During her years at Unabridged, Kathie continued to hone her craft. She wrote “The Kathy Klub”. A Women & Children First contact, the Book Editor for Curves Magazine, asked Kathie to write some book reviews for them. This led to a long-term assignment doing the same for Publishers Weekly. There she reviewed gay and lesbian books, including many first novels, or, as she describes it, “the whole ‘stinky gamut’”.

A regular customer (and publishing big wig) told Bergquist about a publisher who wanted to do a quickie book on overnight sensation Ricky Martin. She applied, and was given the job along with a four-week deadline. After painfully immersing herself in a kazillion teen fan magazines, she penned the bio in a breathless teenage style, i.e. “what DOES Ricky look for in a dream girl?” interspersed with loads of exclamation points.
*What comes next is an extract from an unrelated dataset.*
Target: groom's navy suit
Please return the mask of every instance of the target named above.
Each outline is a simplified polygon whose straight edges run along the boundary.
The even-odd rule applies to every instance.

Then, as now, Kathie harbored serious doubts about Ricky’s REAL “dream date”, as in, is it Ann or really Dan.

At about this time, she had turned 30, her lease was running out, and fifteen years of retail were starting to wear on her. She had discontinued her column, deciding that her life was too boring to chronicle any further. Her memorable column photo featured Bergquist waist-up with two strategically placed hands. Her older self remembers sadly, “I could no longer live up to that photo.” One morning she asked herself, “What could I do to shake up my life a little?” Bergquist made a big decision – to do something she had always dreamed of –live in Paris.
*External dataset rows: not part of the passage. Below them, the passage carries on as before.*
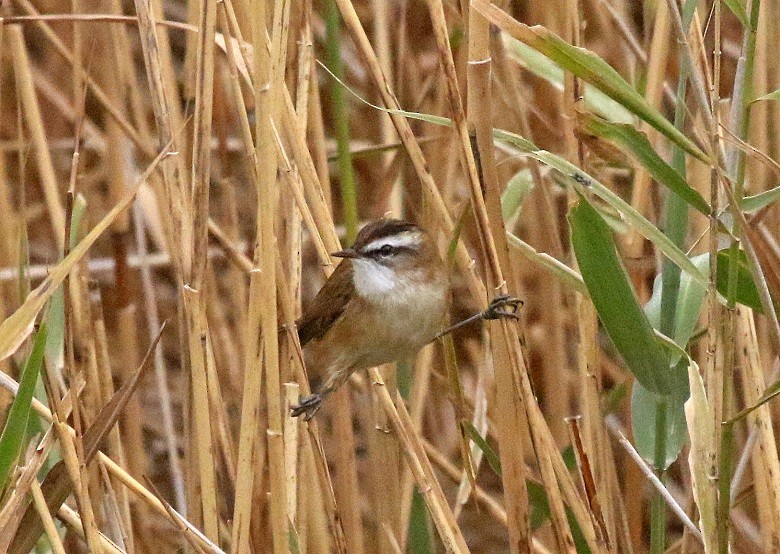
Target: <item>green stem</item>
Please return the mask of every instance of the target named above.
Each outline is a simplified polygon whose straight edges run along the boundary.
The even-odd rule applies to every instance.
[[[756,54],[756,30],[758,29],[758,16],[761,9],[761,0],[752,0],[750,3],[750,27],[745,29],[745,44],[743,49],[743,55],[740,62],[743,64],[744,73],[742,76],[742,90],[735,89],[734,96],[739,93],[740,112],[737,118],[737,128],[734,130],[735,135],[740,140],[747,140],[747,135],[750,130],[750,102],[753,100],[753,72],[755,68],[755,54]],[[734,192],[737,200],[737,205],[732,206],[732,210],[740,209],[739,203],[742,201],[742,197],[745,195],[745,153],[740,149],[736,152],[736,166],[729,168],[733,171],[732,178],[734,180]],[[734,236],[740,235],[739,224],[737,218],[734,218],[732,232]],[[729,254],[732,260],[736,260],[739,255],[739,242],[732,240],[729,247]],[[736,320],[734,308],[736,307],[736,291],[737,291],[737,264],[729,264],[728,274],[728,287],[726,293],[727,306],[731,310],[728,335],[726,336],[727,350],[724,356],[723,363],[723,420],[729,420],[732,417],[733,408],[731,405],[731,395],[734,387],[734,362],[735,362],[735,348],[734,340],[736,339]],[[720,458],[718,461],[718,551],[727,554],[729,551],[729,512],[731,508],[731,478],[733,472],[733,449],[734,449],[734,433],[732,425],[723,425],[720,435]]]
[[[655,408],[655,474],[663,483],[666,476],[666,397],[659,396]],[[658,492],[650,503],[650,552],[661,554],[666,549],[666,502]]]
[[[328,69],[342,82],[344,64],[341,60],[341,21],[335,0],[327,0],[326,7],[326,51]],[[336,127],[336,150],[338,154],[341,204],[344,210],[346,242],[352,244],[357,236],[357,192],[355,172],[352,167],[352,152],[349,140],[349,109],[343,87],[329,87]]]
[[[690,17],[684,18],[684,25],[690,24]],[[683,130],[685,125],[685,94],[689,66],[686,57],[680,55],[680,78],[677,83],[677,104],[674,112],[674,125]],[[673,149],[672,166],[685,178],[685,153],[681,148]],[[676,246],[683,247],[688,232],[688,206],[674,193],[666,196],[664,205],[664,233]],[[664,258],[661,268],[661,317],[659,330],[674,338],[677,314],[677,299],[680,291],[680,268]],[[685,347],[685,345],[680,345]],[[659,399],[655,415],[655,471],[661,482],[666,477],[666,398]],[[663,552],[666,546],[666,504],[658,491],[653,493],[650,504],[650,545],[651,552]]]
She sold all her belongings. Friends (and owner Michelle Fire) threw a fundraiser at Big Chicks, complete with gratis entertainment by the band Three Dollar Bill. In Spring 2000, Bergquist headed to Paris. There, her dismal Internet-found apartment economically offered a shared kitchenette/toilette. Although she “was able to shower and make scrambled eggs at the same time”, she found NOTHING romantic about it. She quickly found an ideal apartment share with a French lesbian sociologist in a nearby neighborhood, and happily said adieu to her Parisian flophouse. Bergquist resumed writing The Kathie Klub, figuring that a life in Paris HAD to be print- worthy. When she found out that David Sedaris lived right around the corner, she resourcefully sold an interview article to Publishers Weekly, yet her savings continued to dwindle.

One day, out of boredom and not much else, she checked her near-defunct hotmail account. That very day she had received an email from her Ricky Martin Book Publisher. It had been almost two years since she had heard a word from him. His question: Are you interested in doing three more books for us? In six weeks, the time it took her to write the books, she earned enough money to live in Paris the rest of the year. But by 2001, the very understanding girlfriend she left behind, Nikki Rinkus, lured her back.
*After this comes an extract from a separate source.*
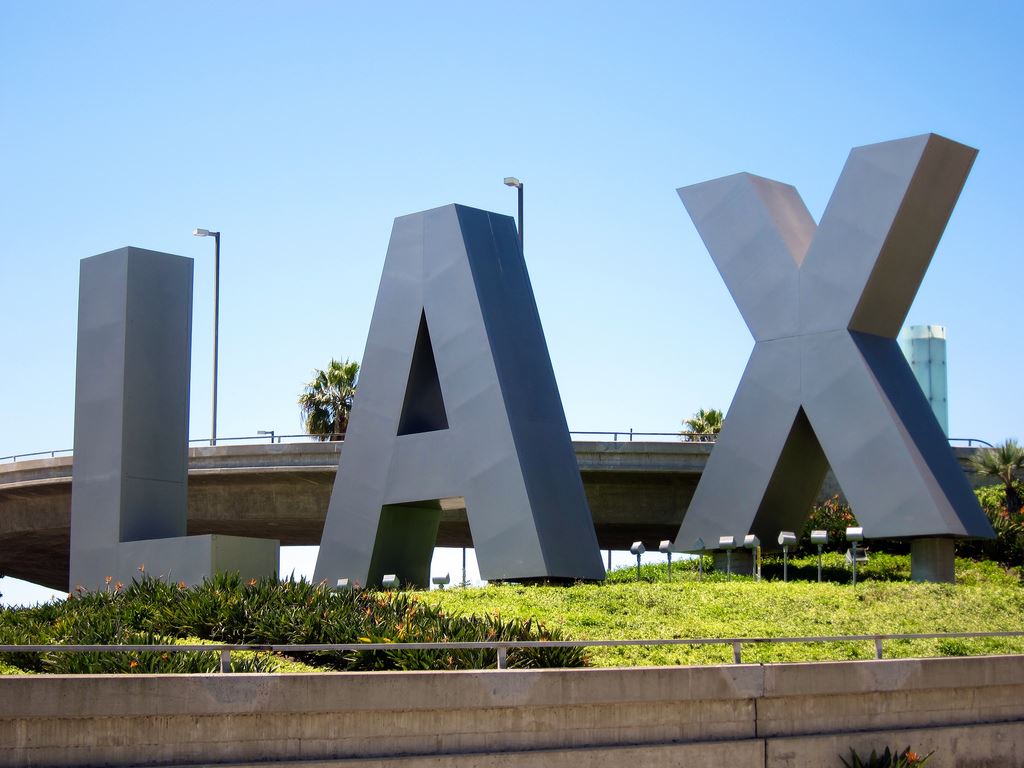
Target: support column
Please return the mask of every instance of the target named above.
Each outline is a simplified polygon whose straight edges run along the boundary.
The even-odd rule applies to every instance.
[[[952,539],[914,539],[910,544],[910,579],[954,584]]]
After a short segue back at Unabridged, Bergquist took a bartending job, and along with Nikki’s support, and the need to live life progressively, she eventually started the BA program in Fiction Writing at Columbia. That’s where we find her today, with one more semester to go. Kathie mixes her studies with a whole lot of writing, and a fair amount of socializing, and is working toward her defining “NPR Moment”.

I leave you with the author’s own words, in the form of some Pride Day Haiku.

The County Board (by Kathie Bergquist)

They smile as they pass
Strangers waving from a car
Who the hell are they?

Kathie in 10 words or less: Hipchick, focused, daring, positive, open, spirited, fun, genuine, expressive, generous.